Stamp duty holiday – Naturally it has dominated much of the housing market agenda this year but will finally breathe its last at the end of September. Some claim that the property market would have been buoyant even without the holiday, but it provided a welcome catalyst for landlords to re-enter the purchase market and an opportunity for everyone to save up to £15,000 on a £500,000 property. Of course, the 3% surcharge remained in place for second homeowners and landlords but it was an important stimulus, especially in tempting smaller landlords back into the market
Competitive lending market – The surge in property sales when the lockdown ended in March was also helped by intense competition among lenders. Low rates and growing numbers of alternative mortgage sources encouraged landlords back into the purchase market.

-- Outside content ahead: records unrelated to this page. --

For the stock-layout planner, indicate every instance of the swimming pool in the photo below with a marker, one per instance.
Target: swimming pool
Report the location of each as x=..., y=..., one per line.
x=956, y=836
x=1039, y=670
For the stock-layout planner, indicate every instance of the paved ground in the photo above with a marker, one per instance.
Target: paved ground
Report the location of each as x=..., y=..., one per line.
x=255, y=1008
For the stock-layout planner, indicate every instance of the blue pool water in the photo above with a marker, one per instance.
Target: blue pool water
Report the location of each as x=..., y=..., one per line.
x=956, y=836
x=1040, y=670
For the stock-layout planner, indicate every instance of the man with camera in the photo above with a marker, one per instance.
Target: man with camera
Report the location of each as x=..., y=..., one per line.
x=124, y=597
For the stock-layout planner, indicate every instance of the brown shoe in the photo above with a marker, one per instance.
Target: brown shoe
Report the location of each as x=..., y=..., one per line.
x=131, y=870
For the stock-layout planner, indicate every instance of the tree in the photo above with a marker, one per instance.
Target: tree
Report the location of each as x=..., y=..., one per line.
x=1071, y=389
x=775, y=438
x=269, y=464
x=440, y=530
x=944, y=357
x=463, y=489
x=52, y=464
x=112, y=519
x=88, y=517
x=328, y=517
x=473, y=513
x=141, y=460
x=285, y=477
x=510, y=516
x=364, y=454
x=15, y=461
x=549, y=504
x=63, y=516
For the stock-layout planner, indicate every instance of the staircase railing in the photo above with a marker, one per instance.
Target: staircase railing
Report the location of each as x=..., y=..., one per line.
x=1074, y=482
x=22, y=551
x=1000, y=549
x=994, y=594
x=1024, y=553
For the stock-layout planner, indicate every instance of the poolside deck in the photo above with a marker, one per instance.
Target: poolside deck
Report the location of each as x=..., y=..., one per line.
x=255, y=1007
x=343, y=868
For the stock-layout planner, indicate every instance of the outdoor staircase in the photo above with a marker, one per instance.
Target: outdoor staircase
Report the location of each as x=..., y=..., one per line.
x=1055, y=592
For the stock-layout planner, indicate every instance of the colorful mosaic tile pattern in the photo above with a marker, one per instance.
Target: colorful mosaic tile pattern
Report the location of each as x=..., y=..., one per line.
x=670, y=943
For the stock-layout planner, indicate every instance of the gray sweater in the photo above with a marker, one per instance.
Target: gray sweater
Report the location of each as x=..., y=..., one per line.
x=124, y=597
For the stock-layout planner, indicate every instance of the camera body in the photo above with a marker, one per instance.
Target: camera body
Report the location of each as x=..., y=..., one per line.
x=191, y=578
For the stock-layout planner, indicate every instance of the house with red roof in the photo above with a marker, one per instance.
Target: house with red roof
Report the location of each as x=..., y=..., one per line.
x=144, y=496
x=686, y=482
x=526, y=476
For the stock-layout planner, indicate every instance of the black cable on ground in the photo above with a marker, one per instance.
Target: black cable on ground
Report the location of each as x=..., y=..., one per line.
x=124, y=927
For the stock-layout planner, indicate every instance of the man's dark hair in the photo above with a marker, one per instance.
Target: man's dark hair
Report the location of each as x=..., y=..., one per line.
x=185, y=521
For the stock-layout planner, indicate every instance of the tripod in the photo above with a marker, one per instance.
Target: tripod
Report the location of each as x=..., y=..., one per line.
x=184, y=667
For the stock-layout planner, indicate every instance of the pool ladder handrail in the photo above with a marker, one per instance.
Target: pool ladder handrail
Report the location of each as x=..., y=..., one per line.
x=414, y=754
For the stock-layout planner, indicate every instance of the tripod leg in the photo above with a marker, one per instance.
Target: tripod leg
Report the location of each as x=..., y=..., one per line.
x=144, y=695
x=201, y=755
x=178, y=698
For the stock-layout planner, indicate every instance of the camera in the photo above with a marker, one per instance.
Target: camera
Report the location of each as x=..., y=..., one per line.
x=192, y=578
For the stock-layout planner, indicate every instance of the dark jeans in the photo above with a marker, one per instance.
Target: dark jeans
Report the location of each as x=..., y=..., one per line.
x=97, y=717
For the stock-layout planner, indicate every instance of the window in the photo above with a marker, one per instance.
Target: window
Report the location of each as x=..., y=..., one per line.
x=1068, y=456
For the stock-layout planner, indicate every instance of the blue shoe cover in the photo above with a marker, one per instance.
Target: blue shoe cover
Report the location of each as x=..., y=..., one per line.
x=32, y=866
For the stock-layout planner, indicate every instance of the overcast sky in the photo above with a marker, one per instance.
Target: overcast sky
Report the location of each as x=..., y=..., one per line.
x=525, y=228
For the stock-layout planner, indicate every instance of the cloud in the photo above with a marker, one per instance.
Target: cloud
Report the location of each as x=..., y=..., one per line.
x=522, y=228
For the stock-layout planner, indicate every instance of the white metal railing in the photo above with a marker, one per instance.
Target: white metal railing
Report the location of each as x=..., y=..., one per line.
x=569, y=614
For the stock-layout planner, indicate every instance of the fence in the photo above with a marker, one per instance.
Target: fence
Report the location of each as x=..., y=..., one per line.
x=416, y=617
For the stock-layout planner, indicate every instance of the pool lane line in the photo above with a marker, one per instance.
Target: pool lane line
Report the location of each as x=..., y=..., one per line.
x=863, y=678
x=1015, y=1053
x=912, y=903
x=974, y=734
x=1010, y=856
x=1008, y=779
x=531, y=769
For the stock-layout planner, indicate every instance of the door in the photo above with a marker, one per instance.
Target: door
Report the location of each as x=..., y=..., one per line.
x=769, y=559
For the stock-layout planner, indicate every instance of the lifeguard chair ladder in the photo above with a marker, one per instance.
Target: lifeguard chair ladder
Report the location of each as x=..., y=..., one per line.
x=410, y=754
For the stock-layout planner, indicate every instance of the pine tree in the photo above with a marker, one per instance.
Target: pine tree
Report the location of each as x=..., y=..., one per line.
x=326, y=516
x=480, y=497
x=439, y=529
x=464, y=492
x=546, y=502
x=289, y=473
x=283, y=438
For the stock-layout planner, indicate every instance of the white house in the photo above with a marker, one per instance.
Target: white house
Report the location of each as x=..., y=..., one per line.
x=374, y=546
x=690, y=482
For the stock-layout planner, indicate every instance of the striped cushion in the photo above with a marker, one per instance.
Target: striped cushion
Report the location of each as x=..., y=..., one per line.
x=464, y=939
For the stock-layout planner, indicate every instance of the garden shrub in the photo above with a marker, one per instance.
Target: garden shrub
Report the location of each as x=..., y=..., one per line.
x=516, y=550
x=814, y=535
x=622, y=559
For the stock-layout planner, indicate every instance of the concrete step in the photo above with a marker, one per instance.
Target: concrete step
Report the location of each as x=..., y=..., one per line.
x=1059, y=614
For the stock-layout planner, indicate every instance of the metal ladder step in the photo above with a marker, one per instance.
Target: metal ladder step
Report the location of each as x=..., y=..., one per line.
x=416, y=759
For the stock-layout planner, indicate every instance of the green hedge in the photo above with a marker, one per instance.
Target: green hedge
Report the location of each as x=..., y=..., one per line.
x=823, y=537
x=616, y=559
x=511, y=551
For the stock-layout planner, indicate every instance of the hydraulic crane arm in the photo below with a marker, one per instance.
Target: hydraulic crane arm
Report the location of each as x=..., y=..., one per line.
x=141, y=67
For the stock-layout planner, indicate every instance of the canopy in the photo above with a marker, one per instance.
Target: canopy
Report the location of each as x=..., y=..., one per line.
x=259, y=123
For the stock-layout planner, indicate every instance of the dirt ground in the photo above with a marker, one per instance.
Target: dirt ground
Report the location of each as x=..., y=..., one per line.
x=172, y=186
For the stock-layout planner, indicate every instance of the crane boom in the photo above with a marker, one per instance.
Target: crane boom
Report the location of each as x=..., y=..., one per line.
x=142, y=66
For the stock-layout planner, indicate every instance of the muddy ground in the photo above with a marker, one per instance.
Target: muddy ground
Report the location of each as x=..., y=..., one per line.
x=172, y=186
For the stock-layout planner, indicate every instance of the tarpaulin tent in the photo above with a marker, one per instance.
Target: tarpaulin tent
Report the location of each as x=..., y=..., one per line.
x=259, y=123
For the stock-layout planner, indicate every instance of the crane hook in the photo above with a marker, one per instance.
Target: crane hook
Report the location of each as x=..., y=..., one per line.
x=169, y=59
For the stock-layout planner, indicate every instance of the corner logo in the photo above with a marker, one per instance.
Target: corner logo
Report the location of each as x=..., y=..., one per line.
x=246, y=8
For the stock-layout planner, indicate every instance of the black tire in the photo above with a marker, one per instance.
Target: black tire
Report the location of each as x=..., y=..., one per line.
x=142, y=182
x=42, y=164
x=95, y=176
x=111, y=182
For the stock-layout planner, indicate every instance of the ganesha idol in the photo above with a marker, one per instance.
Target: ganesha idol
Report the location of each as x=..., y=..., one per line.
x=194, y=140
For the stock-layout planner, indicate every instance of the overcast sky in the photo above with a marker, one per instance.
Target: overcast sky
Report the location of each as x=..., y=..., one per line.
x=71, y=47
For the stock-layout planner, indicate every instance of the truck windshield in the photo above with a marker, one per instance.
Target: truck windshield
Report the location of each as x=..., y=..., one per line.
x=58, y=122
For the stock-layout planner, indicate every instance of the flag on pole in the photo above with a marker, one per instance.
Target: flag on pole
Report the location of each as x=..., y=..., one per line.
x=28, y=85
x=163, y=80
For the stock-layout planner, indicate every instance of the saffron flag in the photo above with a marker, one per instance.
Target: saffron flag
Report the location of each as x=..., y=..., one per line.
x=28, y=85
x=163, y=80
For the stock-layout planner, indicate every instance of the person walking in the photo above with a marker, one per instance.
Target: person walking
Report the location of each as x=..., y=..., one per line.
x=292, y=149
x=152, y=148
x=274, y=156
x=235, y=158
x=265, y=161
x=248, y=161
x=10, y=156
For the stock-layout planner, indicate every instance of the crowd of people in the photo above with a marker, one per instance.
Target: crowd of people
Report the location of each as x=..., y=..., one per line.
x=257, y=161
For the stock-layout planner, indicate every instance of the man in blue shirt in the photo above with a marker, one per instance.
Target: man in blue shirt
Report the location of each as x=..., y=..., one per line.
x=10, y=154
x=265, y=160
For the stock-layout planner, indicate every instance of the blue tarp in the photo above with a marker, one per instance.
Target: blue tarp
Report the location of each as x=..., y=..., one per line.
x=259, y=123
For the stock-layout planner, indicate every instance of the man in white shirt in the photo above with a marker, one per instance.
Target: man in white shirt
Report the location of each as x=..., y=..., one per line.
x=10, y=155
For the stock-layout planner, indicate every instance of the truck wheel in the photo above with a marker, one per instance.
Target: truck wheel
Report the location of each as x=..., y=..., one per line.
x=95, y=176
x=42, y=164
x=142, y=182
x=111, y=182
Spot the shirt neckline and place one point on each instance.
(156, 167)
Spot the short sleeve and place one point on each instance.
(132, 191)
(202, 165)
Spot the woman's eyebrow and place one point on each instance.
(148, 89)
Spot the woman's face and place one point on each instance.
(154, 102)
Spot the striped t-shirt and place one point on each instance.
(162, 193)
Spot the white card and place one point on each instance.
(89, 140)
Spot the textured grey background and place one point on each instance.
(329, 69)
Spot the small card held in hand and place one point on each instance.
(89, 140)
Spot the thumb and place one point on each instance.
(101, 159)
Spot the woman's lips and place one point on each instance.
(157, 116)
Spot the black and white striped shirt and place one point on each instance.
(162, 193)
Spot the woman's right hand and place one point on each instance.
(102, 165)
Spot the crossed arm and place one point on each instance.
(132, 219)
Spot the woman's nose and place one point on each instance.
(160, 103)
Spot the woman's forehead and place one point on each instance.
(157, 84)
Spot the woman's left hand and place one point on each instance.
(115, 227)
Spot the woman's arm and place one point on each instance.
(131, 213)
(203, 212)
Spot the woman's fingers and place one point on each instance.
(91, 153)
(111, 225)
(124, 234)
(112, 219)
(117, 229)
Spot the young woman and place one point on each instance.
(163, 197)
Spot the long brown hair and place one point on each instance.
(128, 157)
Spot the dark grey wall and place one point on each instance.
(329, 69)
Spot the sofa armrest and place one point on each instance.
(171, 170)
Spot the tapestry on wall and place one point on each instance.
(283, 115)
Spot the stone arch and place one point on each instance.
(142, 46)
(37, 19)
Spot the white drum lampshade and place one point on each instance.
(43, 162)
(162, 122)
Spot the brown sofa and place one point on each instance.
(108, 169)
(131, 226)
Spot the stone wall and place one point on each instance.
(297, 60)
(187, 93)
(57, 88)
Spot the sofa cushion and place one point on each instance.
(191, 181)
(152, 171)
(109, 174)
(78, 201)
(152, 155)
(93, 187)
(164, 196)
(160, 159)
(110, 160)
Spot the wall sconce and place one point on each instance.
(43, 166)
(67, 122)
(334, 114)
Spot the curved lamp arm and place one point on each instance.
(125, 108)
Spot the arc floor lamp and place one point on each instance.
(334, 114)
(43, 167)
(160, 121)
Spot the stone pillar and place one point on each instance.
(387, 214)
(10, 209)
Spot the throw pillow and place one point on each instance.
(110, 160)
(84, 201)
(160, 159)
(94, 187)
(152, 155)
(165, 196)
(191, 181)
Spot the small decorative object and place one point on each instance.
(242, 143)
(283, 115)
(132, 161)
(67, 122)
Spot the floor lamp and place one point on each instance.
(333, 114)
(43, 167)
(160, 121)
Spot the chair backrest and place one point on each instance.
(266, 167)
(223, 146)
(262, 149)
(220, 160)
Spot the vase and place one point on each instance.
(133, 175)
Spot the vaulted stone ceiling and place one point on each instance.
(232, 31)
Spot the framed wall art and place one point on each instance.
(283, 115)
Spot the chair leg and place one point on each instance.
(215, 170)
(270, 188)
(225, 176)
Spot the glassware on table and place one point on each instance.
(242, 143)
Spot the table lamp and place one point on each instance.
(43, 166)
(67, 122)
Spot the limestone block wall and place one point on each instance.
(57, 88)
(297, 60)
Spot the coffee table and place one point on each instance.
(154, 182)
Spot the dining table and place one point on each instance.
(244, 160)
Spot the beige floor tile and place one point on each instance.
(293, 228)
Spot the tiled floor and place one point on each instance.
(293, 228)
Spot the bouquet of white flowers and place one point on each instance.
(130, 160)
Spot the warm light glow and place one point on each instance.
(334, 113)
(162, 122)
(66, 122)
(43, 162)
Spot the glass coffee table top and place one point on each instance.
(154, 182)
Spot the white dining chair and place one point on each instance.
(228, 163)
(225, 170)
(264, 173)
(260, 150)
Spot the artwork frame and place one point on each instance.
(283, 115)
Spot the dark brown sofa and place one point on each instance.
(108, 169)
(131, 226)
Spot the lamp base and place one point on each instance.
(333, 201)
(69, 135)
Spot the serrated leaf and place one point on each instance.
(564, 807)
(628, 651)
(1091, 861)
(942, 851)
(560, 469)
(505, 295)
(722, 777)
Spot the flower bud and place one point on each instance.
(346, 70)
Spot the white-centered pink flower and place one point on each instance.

Property price boom – Supply and demand mathematics dictated that property prices would boom. Landlords who bought early this year and in the right places have seen considerable paper gains in the value of their portfolios. Overall, 2021 has been a good year for BTL landlords and due to the points above, it has also encouraged the welcome return of smaller landlords. However, the other major factor which will dictate future purchase growth has been a decisive shift in emphasis towards looking at areas where higher rental yields can be realised.
Evidence of a much broader focus outside of major conurbations, particularly towards the north, shows how landlords are looking to improve yields. Since 2019, London’s share of BTL purchases has not changed from 9%, while in the North East in the same period the share of homes bought by landlords has increased from 14% to 23%. Other areas such as the West Midlands and Yorkshire have also experienced increases.
The motivation comes from the search for better yields, which has meant that landlords have had to go further afield to realise improved returns. Leaving aside the yield bump from HMOs, the average yield in England and Wales has remained static at 6.1% since 2015. However, in contrast, yields in the North East have peaked at 8.8% with Yorkshire and Humber up to 7.4%.
While the SDLT holiday might be over thus removing a significant incentive but continuing low interest rates coupled with a more adventurous approach to move the acquisition focus further afield will continue to attract landlords into 2022.